Olivier Forest : Je pense que c'est une catégorie trop vaste pour être caractérisée de manière globale. Il y a des films qui sont réalisés du vivant d'un artiste, d'autres longtemps après sa mort, certains qui sont tournés sur des années, d'autres très rapidement .... En ce qui me concerne, ce qui me touche, c'est quand on voit d'autres choses apparaître en filigrane derrière la musique, ou le musicien - une époque, une situation sociale, politique ... Quand la caméra n'est pas uniquement hypnotisée par la star, le sujet, mais qu'elle s'aventure ailleurs, sans perdre le fil. Et la musique et l'image doivent marcher ensemble bien sûr.
Olivier Forest : Pas besoin de références particulières pour aborder FAME. Même si vous n'en avez vu aucun, c'est l'occasion de commencer !

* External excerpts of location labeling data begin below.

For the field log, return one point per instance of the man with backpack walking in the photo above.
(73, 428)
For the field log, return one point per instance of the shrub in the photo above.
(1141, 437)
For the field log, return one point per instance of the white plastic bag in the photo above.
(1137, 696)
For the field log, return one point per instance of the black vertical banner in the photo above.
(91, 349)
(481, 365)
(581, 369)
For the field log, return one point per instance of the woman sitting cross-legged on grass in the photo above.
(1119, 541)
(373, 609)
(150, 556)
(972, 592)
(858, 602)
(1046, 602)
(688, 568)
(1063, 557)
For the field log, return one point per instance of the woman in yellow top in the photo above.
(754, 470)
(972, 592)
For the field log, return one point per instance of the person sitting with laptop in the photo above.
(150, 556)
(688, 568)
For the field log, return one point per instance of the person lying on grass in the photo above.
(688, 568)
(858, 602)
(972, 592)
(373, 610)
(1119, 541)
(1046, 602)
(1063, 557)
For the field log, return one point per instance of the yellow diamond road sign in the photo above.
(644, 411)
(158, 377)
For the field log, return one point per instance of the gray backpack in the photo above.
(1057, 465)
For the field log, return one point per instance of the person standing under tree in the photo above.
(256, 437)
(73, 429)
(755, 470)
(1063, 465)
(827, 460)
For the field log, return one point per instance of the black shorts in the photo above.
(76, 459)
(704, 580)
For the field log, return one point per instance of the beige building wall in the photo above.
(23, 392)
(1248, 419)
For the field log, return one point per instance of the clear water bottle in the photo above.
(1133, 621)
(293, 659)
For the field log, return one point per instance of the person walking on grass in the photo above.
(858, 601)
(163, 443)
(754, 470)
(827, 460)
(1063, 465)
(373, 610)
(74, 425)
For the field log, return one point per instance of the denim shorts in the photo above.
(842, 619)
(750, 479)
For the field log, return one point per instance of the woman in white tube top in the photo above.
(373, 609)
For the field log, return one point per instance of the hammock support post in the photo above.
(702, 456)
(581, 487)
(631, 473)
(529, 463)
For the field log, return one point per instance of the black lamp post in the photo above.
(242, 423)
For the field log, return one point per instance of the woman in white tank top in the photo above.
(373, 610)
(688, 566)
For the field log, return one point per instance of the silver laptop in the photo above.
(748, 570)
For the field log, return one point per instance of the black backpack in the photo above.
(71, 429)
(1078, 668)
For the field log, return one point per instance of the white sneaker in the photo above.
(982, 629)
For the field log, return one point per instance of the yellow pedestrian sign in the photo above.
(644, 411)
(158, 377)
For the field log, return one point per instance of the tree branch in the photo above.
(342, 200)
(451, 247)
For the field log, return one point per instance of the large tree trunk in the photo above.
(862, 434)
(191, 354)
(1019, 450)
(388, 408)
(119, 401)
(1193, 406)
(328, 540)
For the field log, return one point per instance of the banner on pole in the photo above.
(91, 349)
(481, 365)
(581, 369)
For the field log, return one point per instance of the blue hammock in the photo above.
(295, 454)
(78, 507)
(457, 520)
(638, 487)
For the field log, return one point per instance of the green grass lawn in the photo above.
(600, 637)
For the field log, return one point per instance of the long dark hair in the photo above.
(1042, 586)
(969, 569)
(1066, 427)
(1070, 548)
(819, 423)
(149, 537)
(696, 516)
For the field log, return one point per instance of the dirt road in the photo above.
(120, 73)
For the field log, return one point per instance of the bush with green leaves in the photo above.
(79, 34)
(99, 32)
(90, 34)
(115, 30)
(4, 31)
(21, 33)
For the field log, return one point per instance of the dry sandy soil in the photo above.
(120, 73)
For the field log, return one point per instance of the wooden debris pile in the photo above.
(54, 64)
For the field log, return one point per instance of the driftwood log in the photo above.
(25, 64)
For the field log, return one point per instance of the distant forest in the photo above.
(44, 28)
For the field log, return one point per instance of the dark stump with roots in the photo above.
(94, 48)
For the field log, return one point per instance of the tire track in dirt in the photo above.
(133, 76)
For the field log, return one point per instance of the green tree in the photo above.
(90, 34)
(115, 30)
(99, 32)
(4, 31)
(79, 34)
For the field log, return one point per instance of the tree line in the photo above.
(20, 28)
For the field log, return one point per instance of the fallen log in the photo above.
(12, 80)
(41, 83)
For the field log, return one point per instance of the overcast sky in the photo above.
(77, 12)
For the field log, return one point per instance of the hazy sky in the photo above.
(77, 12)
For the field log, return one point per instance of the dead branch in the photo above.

Olivier Forest : Ce qu'on voit apparaître récemment, c'est le format de série - des formes plus fragmentées, qu'on peut visionner en épisodes, en ligne, sur son téléphone. Je pense à tout le travail d'ARTE creative, avec par exemple Paris 8, la Fac Hip Hop qu'on a programmé l'année dernière. Ce qui est intéressant, c'est qu'on commence à voir des films sur des artistes qui sont des millennials, donc qui ont toujours vécu avec des smartphones et les réseaux sociaux - il y a donc à la fois une matière d'archives plus intime, qui existait beaucoup moins avant, et aussi le statut particulier public/privé, intime/mis en scène de cette matière publiée en ligne. Là je pense au film sur Lil Peep, Everybody's Everything, qu'on aurait beaucoup aimé passer - mais qui est sorti en ligne avant FAME. La grande nouveauté, elle est aussi dans le mode de diffusion, de distribution. On parlera d'ailleurs de ces changements pendant la journée professionnelle.
Benoît Hické : Sans être devin, on peut penser que les expériences liées à la musique vont de plus en plus épouser les expériences imaginées d'une part par les diffuseurs TV, les sites de streaming et bien sûr les salles de cinéma. On connaît les séances dans certains circuits qui proposent des opéras en direct, on connaît le festival d'ARTE diffusé en direct sur leur site, on commence à voir des expériences de réalité dite "virtuelle" autour de la musique et la manière de la vivre. Tout ça avec le sentiment que c'est balbutiant, que ce n'est que le début et qu'avec le développement de tous ces dispositifs, ce sera l'expérience du concert qui pourrait être modifiée. Les deux secteurs se parlent, c'est certain, et cela a déjà des conséquences sur la vie de certains films. Peut-être que le festival FAME 2030 ne montrera plus de films en tant que tels mais embarquera le public dans des expériences immersives qui feront revivre un concert de Al Green ou celui de Daft Punk à Coachella. Mais je pense qu'en parallèle, il y aura toujours des auteurs amoureux des moyens du cinéma documentaire et du temps long qu'il permet d'activer afin de saisir les musiciens au travail. Cette magie du cinéma me semble inégalable, quelles que soient les technologies qu'on pourra déployer pour faire vivre des expériences virtuelles.